As I told her of the letter that had arrived at my home and my meeting with the estate’s lawyers, Vita listened, expressionless. When I’d finished, she stood and walked to the fireplace, where a portrait of a woman astride a black horse hung above the mantel. The woman had dark, serious eyes; a long, narrow face; and thin, terse lips.
“That is Eleanor,” Dolores explained. “Vita’s mother.”
“I always thought my sons inherited her temperament,” Vita said, giving me a long, searching look. “Did you know my son Giovanni well?”
“I was very young when he died.”
Vita considered this. “And your parents? Are they still living?”
“They are gone, too,” I said.
Vita sighed and sat back down in her chair. “You are alone in the world,” she said. “Like me.” She returned to the fireplace, took a leather-bound book from a pile on the mantel, Emily Dickinson Poetical Works stamped on the spine. She opened the book and read:
A LONG, long sleep, a famous sleep
That makes no show for dawn
By stretch of limb or stir of lid,—
An independent one.
There was sorrow in her voice as she read the words, grief softening her cold, hard features. “A long, long sleep,” she whispered. “That is how I imagine my mother in the mausoleum. It is how I imagine my mother’s mother. And her mother, too. They are all there, sleeping, waiting for me to join them. Just as I will wait for you, and you will wait for your children’s children.”
“It is all well and good to quote verse, Vita,” Dolores said, shooting me a look. “But I can’t imagine that Alberta cares about poetry just now. She’s come a long way and suffered much inconvenience to learn about her family. Now, from what I know of Eleanor, she was a wonderful woman, well educated, and a poet in her own right.”
“It is true,” Vita said ironically. “My mother had a way with words.”
“Indeed she did!” Dolores said. “She was adamant about documenting the history of the Montebianco family, including certain elements that others might have wished to forget.
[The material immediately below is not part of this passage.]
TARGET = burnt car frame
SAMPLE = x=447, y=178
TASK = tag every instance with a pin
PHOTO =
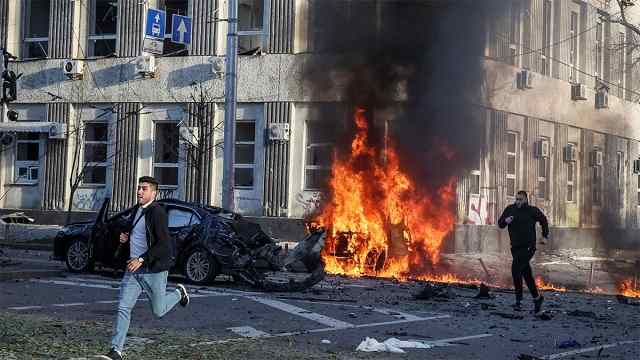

It was Eleanor who brought in a naturalist, if you recall. Quel désastre.”
“Mr. James Pringle was an expert,” Vita said. “My mother had every reason to trust him. He believed our situation was extraordinary. Special. Worthy of study.”
“You know as well as I do,” Dolores said, “that the incident in the village nearly destroyed the entire family. Guillaume carried that burden his entire life. Giovanni left because of it.”
Vita glared at Dolores, her expression tight. Greta, who had been watching from across the room, stepped in front of the fireplace, looking from Dolores to me, as if preparing for a fight. “Madame,” she said, her voice filled with anxiety, “I think we should be going now.”
But Dolores wasn’t finished. “All my life I have cared for you, and I can tell you one thing: you have been nothing but a burden. And before I leave you to Alberta, whose existence you will ruin as surely as you have ruined mine, I want you to know that the Montebianco family will win in the end. They will survive you. You are an aberration, a freak of nature, one that will be overcome.”
“Madame,” Greta said, her voice cracking with anxiety. “Please.”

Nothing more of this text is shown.